The Boy And His Apple
"After all this time?"
"~Always"
It was fall and the boy with the blond hair and his mother were in a field. A field of apples to be exact. The trees were just starting to lose their colorful leaves; red, gold, orange, and brown swirling around the boy as he leapt hoping catch one.
"Are you ever going to help me pick these apples?" The mother asks her boy.
"I am looking," the boy replies slightly annoyed. "I'm looking for the perfect apple." The mother rolls her eyes.
"Well stop looking for the perfect apple and help me out too, ok." The boy smiled a smile at his mother that showed intellectual superiority.
"I'm sorry that you do not understand, mother. I will help you find your apples." The mother was slightly taken aback by her son's words but let it be as he climbed a tree filled with ripe apples. "Catch mother," he said with a smile as he threw a red, juicy apple down to her. She caught it and added it to her growing pile in the bag she carried.
Then the boy saw something from a few trees away that made his heart beat fast. It was bright, green, and shiny. "I need that apple," he thought to himself. He shimmied down the tree as fast as his legs could carry him. Then he raced down the field towards the tree.
"Where are you going?" The mother asked her son.
"I'll be right back mother," the boy responded. "I have found the most perfect apple and must have it for myself."
He continued to race down the field as fast as his scrawny legs could carry him, leaping over sticks and stones as well as rotted apples.
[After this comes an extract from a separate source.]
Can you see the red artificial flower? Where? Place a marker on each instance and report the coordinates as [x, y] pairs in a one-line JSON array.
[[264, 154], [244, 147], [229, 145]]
When he finally reaches the tree he shimmies up it as fast as he can. When he reaches the apple he lightly picks it, sticks it in his shirt, and carefully shimmies back down. He races back down the field to his mother, apple in hand. She holds out the basket but he shakes his head.
"No? What do you mean no?" The mother asks confusedly.
"I think I want to keep this one to myself," he replies, his eyes only on the apple never leaving it.
"You want to eat it here then?" She suggests.
"No, I'd rather not. Let's go home now mother." The young boy's mother is slightly taken aback by her son's sense of authority, but they leave anyways.
At home, the boy treasures the apple. He loves the apple. It never leaves his side. One day, the apple goes missing.
"Mum have you seen my apple? The green one?" The mother thinks for a long moment before responding.
"No I don't think I have. Don't you always have it?"
"I do Mum, I do. But I seem to have lost it." The boy starts crying.
"I'm sorry darling, but it's just an apple."
"It's not just an apple," the boy says, tears rising. "You don't understand." The boy's mother sees that she has accidentally hurt her son, but she doesn't know what to do. She walks over to the fridge for a snack.
"I found it!" She yells. "I found your apple!" The boy with the blond hair races back into the room hope filling his eyes. His eyes quickly find his apple and he races towards it.
"Thank you Mum! I'm sorry for being so rude," he cries. Then he rushes off to his room, apple in arms.
***
It is now winter and the apple is turning brown. The boy knows what he must do.
"Mum, we need to hold a funeral," he says very slowly.
"What? Why? Who died?" She says frantically.
"It's not like that,"the boy says slowly. "It's my apple."
"What? You still have that old thing?"
"Don't call it 'that old thing,' I love it." The boy is hurt.
"I'm sorry, I just can't believe you still have it. After all this time it's still with us."
"And it always will be. Even when it's soul has departed from this world it will live on in my heart forever."